Overall, the results suggest that the option of an additional hormonal agent, such as fulvestrant, in the sequence of therapies for advanced breast cancer is a cost-effective treatment strategy. The decision as to when to use fulvestrant in the sequence and in which patients must remain a clinical one; however, it has been shown that when used in appropriate patients, fulvestrant is a cost-effective strategy.

There are a number of possible limitations with the analysis. It may be suggested that a BSC treatment in place of the additional hormonal agent might also be cost effective, as it may also delay and reduce the amount of expensive chemotherapy consumed. At present, there are no data available to fully evaluate this scenario in the model framework given that it is not commensurate with clinical practice. However, it may be postulated that this scenario would not result in the additional QALYs gained that the present results suggest for the fulvestrant arm.

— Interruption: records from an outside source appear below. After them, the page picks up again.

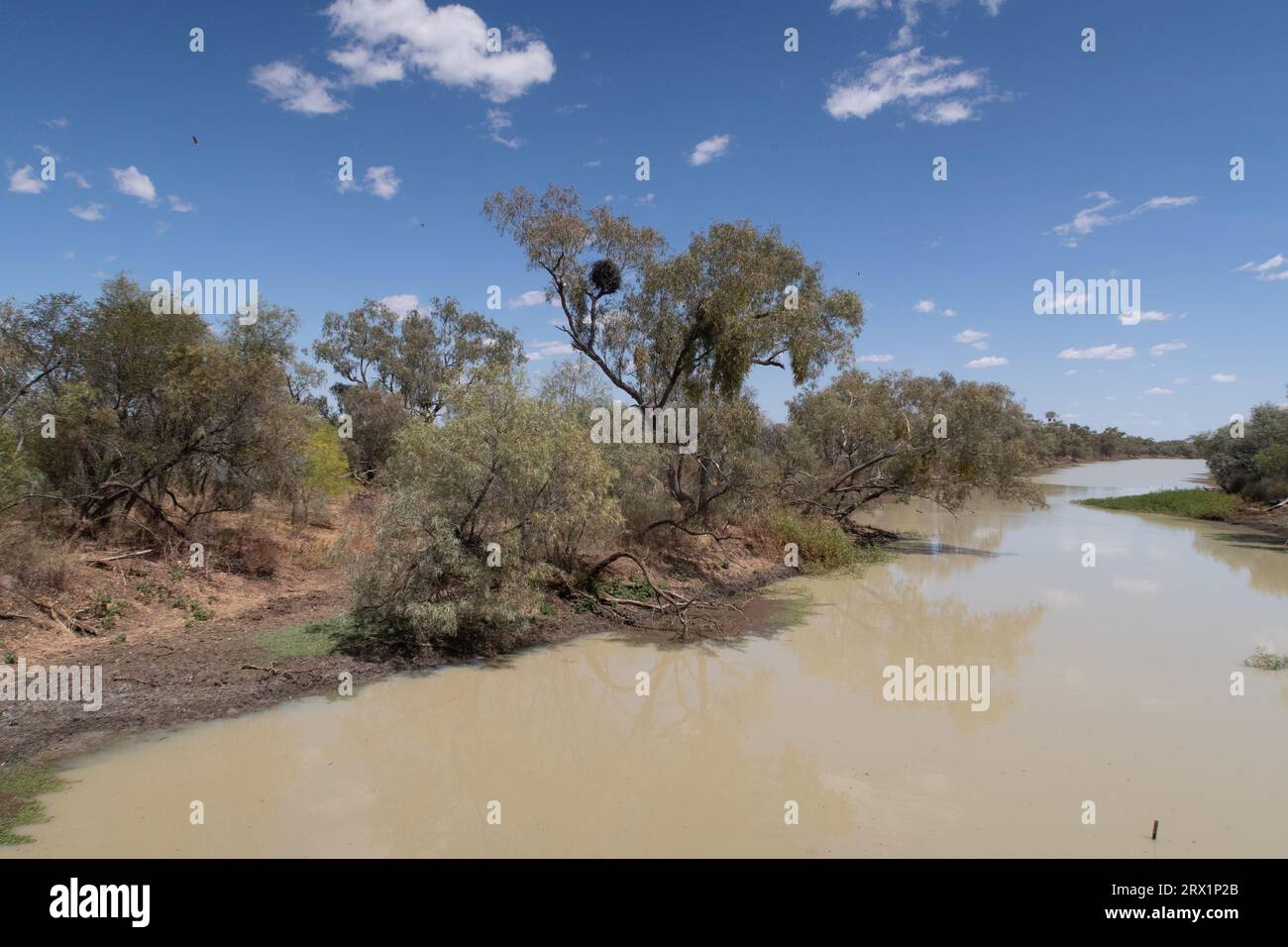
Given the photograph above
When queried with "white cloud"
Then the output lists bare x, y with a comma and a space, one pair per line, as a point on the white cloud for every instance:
1263, 268
524, 299
134, 183
1146, 316
1112, 354
498, 120
90, 211
910, 12
1095, 217
934, 88
708, 150
366, 67
25, 182
549, 350
382, 182
390, 38
402, 303
295, 89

Second, the lack of direct clinical trial data comparing the addition of fulvestrant to a sequence of treatments for advanced breast cancer without fulvestrant may be considered a data limitation. However, the sequencing model is a pragmatic alternative to a complex problem that may represent clinical realities better than would be possible with a single trial. A specific treatment sequence was adopted for the UK context, but the model is fully flexible to compare other treatment sequences. It also provides a framework for synthesising and making best use of a range of data inputs using formal and robust statistical methods, such as meta-analysis, supported by expert clinical opinion, to inform a specific health-care decision problem. The limitations still remain in this particular analyses, for example the chemotherapy options in the model are illustrative rather than comprehensive. However, as sensitivity analysis showed, the specific choice of chemotherapy regimen may not be expected to have a large impact on the cost-effectiveness results. In addition, utility estimates were drawn from clinician opinion on a VAS, rather than from patients. Nevertheless, the estimates are comparable to those reported for advanced breast cancer patients on chemotherapy (Hutton ).

While several chemotherapy options were examined in the base-case and sensitivity analyses, it should be noted that there are many other options, for example, other taxanes could be used instead of docetaxel. However, the choices in the reported analyses represent some of the extremes of acquisition cost, so assuming a similar level of efficacy for these agents, these data suggest that whichever chemotherapy is used the conclusion of this analysis will hold.

Finally, although this analysis attempts to cover the most common sequences used in the treatment of HR+ advanced breast cancer, the complexity of the treatment and the limitations of the model mean it is inevitable that not all possible sequences will be covered. One such example is a situation where patients initially receive a chemotherapy and are then given hormonal therapy once the disease is ‘controlled’ or the maximum number of cycles is reached. These additional sequences are potentially important and should be considered areas for further research.

However, in general, this model predicts that in clinical practice approximately one-third of all HR+ advanced breast cancer patients may be eligible for fulvestrant in the United Kingdom. For these patients, the analyses suggest that the addition of fulvestrant to the treatment sequence can be considered cost effective and that fulvestrant is an economically viable additional endocrine therapy step for the UK NHS in the treatment of postmenopausal women with hormone-responsive advanced breast cancer.